I am reminded of five years ago when the previous president was toppled by a popular uprising. In March 2005, Bishkek had witnessed terrible looting and a citywide rampage. That has been repeated today. It is difficult to walk without hearing the crunch of broken glass under your shoes.
Outside the Presidential Palace I noticed again a crowd, perhaps they are the same as yesterday or maybe they are new faces. Despite the weather being fine and sunny in the area around the presidential Palace it is raining. It is raining paper. From the upper floor windows people are throwing stacks of documents which are floating towards Logvinenko Street. This intersection has become a tourist attraction as families are walking to catch a glimpse of the burning Presidential Palace.
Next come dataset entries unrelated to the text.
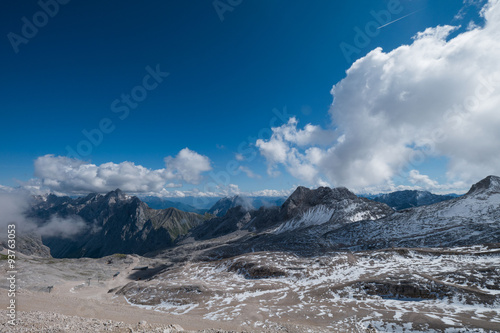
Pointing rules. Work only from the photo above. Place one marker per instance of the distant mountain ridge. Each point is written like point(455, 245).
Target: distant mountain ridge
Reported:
point(221, 207)
point(410, 198)
point(162, 203)
point(310, 221)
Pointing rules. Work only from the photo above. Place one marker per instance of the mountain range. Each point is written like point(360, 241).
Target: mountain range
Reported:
point(307, 222)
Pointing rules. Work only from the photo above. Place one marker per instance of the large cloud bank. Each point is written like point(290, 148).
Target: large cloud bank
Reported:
point(66, 175)
point(435, 97)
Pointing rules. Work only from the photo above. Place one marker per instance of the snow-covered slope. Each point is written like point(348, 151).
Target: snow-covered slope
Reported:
point(471, 219)
point(328, 207)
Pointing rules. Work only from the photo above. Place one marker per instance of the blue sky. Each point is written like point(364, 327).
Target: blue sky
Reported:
point(225, 79)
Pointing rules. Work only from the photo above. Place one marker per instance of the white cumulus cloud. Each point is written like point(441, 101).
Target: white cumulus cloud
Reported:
point(66, 175)
point(437, 96)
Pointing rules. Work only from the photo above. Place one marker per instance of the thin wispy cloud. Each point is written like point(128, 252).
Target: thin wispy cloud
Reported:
point(396, 20)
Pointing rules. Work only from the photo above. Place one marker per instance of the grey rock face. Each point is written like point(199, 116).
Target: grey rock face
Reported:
point(116, 223)
point(406, 199)
point(468, 220)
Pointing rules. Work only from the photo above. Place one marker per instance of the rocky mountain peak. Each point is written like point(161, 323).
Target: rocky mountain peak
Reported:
point(489, 184)
point(304, 195)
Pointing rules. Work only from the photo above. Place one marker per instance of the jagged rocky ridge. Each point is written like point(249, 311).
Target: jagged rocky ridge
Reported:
point(115, 223)
point(221, 207)
point(309, 222)
point(313, 222)
point(410, 198)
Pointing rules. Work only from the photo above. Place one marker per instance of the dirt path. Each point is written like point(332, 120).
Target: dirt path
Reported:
point(77, 298)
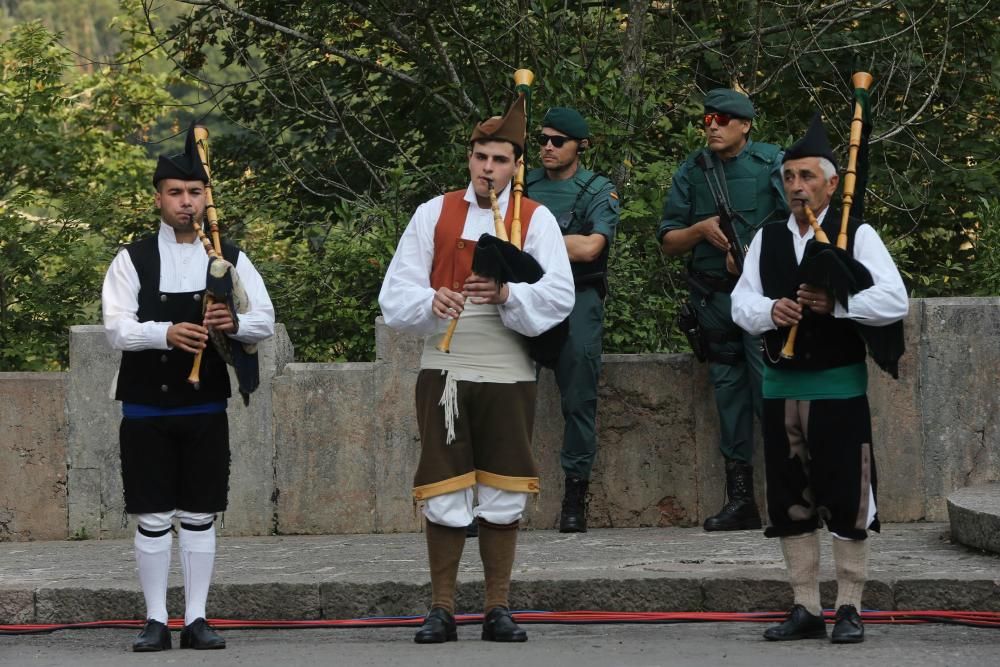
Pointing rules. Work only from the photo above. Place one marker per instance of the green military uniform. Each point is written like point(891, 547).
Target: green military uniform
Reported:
point(593, 203)
point(753, 179)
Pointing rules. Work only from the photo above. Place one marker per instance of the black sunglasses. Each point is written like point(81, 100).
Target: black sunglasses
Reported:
point(721, 119)
point(557, 141)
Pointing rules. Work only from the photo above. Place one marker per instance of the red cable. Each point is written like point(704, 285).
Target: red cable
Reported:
point(983, 619)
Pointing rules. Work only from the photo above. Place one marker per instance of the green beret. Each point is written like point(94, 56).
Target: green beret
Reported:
point(725, 100)
point(567, 120)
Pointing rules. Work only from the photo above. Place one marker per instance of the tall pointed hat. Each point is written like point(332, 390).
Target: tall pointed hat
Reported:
point(184, 166)
point(815, 143)
point(511, 127)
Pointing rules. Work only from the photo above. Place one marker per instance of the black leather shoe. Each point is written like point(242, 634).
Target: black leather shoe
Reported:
point(438, 628)
point(800, 624)
point(155, 636)
point(498, 626)
point(848, 628)
point(573, 516)
point(199, 635)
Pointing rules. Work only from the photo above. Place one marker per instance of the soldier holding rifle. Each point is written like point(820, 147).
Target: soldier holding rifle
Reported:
point(718, 199)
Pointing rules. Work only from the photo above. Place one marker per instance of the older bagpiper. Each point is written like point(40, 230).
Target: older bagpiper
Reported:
point(818, 448)
point(476, 403)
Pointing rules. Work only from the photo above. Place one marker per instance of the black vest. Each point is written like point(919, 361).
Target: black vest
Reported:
point(823, 341)
point(159, 377)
They look on for a few minutes and leave, being replaced by other Bishkek dwellers.
Outside of the prosecutors headquarters one sees a completely burnt out building. On the pavement there are multitudes of files and documents scattered across a wide area. Equally I notice several discs, perhaps containing vital information that has been thrown out of the windows which now lie beneath our feet.
Just before 11 oclock a meeting of what is termed the temporary government began in Parliament. According to Kabar, Omurbek Tekebaev, Roza Otunbaeva, Damira Niazalieva, Kanybek Imanaliev, Isa Omurkulov, Emil Kaptagaev, Azimbek Beknazarov, Ismail Isakov and Elmira Ibraimova were amongst those who attended the meeting.
Otunbayeva declared that Parliament, of which she is a member will be dissolved.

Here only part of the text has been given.